The Best Things
in Life
Chapter
13
Page
5

The Problem of Temptation

 

How may we get divine help in our struggles with temptation? Only the other day one was almost bitterly complaining of God because he had allowed a friend to fall into grievous sin after the earnest prayer that the friend might be kept. “Why did God let my friend fall?” was the question that was asked, as if God had failed to do his part, as if it were God’s fault that the friend had fallen. We must remember that God does not keep any one from sin by force. He does not build a wall around us, that the evil cannot get near us. He keeps us through our own will, our own choice. But he will always help us when we strive to be true.

There is a luminous word about temptation in one of St. Paul’s epistles: “There hath no temptation taken you but such as man can bear: but God is faithful, who will not suffer you to be tempted above that ye are able; but will with the temptation make also the way of escape, that ye may be able to endure it.” We never can plead that our temptation is too great for human strength. It is never necessary for us to fall. We may overcome in the bitterest struggle. God keeps watch, and will never permit the temptation to become greater than we are able to bear. He does not pamper us and keep us from struggle. He wants us to be good soldiers. He wants us to learn to stand and to be brave, true, and strong. But when he sees that the temptation is growing so hard that we cannot longer resist it, he comes with help. He makes a way of escape – opens some door by which we may have relief or deliverance. Peter was not kept from temptation the night of the Lord’s betrayal – it was necessary that he should be tried and that his own strength might fail. In no other way could Peter be prepared for his work. But Jesus kept his eye on his disciple in his terrible experience, and made intercession for him, that his faith might not utterly fail.

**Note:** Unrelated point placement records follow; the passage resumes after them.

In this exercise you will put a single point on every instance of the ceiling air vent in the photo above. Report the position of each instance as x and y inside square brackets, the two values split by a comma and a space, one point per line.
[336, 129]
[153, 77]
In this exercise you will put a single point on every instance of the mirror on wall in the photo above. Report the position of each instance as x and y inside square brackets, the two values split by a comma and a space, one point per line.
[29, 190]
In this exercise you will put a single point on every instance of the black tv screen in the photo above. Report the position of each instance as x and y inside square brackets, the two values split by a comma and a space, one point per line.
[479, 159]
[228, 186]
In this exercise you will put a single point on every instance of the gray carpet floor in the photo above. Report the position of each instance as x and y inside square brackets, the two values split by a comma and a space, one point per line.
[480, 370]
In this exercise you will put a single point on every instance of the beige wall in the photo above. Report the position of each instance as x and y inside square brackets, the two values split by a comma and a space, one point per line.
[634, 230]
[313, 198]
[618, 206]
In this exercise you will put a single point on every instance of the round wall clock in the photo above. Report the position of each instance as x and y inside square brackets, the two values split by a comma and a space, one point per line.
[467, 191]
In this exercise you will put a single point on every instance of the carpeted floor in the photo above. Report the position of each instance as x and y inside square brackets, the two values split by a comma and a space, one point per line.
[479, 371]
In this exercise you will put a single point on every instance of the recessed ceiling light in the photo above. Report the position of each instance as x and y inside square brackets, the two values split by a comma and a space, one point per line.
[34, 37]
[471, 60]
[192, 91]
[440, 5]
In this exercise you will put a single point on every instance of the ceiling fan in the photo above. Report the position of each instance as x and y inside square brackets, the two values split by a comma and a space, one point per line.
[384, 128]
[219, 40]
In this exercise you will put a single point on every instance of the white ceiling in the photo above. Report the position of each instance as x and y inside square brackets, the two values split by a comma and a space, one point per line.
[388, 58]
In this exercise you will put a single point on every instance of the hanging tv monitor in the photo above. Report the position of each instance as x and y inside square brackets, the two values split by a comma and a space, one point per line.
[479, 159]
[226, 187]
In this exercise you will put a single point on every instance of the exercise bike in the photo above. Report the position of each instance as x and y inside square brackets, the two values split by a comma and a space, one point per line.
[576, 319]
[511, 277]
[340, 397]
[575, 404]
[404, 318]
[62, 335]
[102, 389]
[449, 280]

It is well that we learn the need of divine help in the temptations of our lives. It is not enough to have the forms of religion – in the great crises of our experience, only Christ himself will suffice. It is said that Gainsborough, the artist, longed also to be a musician. He bought musical instruments of many kinds and tried to play them. He once heard a great violinist bringing ravishing music from his instrument. Gainsborough was charmed, and thrown into transports of admiration. He bought the violin on which the master had played so marvelously. He thought that if he only had the wonderful instrument he could play too. But he soon learned that the music was not in the violin, but was in the master who played it.